This resonant novel is told in a multitude of voices, forming a family saga that is both a revisionist history of Latter-day Saint settlement in the American West and a personal journey.
Anderson draws upon her own heritage for this sweeping story. It begins with a long chapter narrated by a woman in her 50s, a mother and professor who cannot fathom where her life goes next: “I want my mostly-grown kids to get on with their own lovely ludicrous lives and leave me to salvage mine.…I no longer know who to be.” In search of herself, she leaves “Whitepeople Central, Utah,” for a small Arizona town where an aunt who died in infancy is buried. There she has the first of several intense visions of her ancestors, revelations of their lives that form the novel’s subsequent chapters. As the book’s genealogy chart shows, Anderson will lead readers through two centuries and half a dozen generations of a family that eventually joined the Latter-day Saint migration to the West.
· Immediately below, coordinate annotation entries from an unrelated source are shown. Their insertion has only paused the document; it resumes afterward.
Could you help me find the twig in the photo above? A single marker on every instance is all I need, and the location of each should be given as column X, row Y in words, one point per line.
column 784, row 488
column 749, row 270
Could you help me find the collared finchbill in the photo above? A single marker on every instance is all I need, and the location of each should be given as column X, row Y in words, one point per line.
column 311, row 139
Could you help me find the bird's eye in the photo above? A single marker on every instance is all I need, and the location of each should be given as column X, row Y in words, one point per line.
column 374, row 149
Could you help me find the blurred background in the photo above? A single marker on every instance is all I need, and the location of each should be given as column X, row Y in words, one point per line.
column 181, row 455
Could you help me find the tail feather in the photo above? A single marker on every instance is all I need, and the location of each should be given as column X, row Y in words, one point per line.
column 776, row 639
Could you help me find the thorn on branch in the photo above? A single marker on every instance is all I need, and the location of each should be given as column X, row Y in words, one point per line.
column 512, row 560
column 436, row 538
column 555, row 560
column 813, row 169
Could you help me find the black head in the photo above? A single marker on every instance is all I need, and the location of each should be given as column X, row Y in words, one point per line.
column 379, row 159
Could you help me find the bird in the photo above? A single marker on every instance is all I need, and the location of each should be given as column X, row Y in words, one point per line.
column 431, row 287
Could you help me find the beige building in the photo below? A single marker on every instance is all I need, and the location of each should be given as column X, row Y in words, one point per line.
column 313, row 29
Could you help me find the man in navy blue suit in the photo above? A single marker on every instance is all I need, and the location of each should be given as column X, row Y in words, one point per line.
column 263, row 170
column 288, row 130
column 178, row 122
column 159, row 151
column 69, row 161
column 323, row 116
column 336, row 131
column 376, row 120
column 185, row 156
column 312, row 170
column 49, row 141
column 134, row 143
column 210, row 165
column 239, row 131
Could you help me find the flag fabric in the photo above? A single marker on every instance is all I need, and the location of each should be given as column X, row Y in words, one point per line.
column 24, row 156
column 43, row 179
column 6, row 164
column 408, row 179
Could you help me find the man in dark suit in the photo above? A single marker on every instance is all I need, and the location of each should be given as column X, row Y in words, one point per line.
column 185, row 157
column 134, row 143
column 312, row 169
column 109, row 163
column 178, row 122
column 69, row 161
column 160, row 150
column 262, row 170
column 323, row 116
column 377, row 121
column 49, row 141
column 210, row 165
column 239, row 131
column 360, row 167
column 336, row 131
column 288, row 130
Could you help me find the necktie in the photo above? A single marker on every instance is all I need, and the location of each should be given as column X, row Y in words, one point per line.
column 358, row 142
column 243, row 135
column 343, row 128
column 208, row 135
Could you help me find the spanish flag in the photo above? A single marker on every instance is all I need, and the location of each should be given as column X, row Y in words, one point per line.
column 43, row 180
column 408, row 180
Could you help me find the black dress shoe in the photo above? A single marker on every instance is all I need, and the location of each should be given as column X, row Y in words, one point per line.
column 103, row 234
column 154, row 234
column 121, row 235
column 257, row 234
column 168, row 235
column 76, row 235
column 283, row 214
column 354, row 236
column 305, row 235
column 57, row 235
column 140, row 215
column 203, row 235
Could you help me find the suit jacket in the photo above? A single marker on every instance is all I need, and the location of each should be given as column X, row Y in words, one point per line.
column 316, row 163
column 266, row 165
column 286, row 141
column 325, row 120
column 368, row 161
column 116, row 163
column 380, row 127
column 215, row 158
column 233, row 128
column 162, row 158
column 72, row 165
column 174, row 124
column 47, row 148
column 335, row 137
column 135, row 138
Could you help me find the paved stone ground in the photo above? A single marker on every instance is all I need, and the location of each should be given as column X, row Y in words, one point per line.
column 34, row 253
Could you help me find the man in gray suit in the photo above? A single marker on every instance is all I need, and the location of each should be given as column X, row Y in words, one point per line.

Their lives are filled with great hardship and loss, foolhardiness and danger—at one point, grown men leave an 8-year-old boy to guard cattle on a mountaintop amid lethal raids by the Shoshone—and moments of wonder and love. Anderson does not shy away from the often bloodstained relationship between the Latter-day Saints and the Indigenous tribes they displaced or the religion’s other forms of bigotry. She strips the romanticism from traditional notions of how the West was won: “I’ve spent a lot of time, post-Emersonian that I am, trying to figure out why it is that living in beautiful scenery so often turns human beings into violent fanatics. It’s not what Wordsworth predicted, or Thoreau or Whitman or Brigham Young. Hawthorne maybe.” In powerful prose, she lets a chorus of voices tell their own often surprising, sometimes heartbreaking stories.
People from several generations of one woman’s family gain vividly individual presence, recounting their lives in the American West as it moves from wilderness to modernity.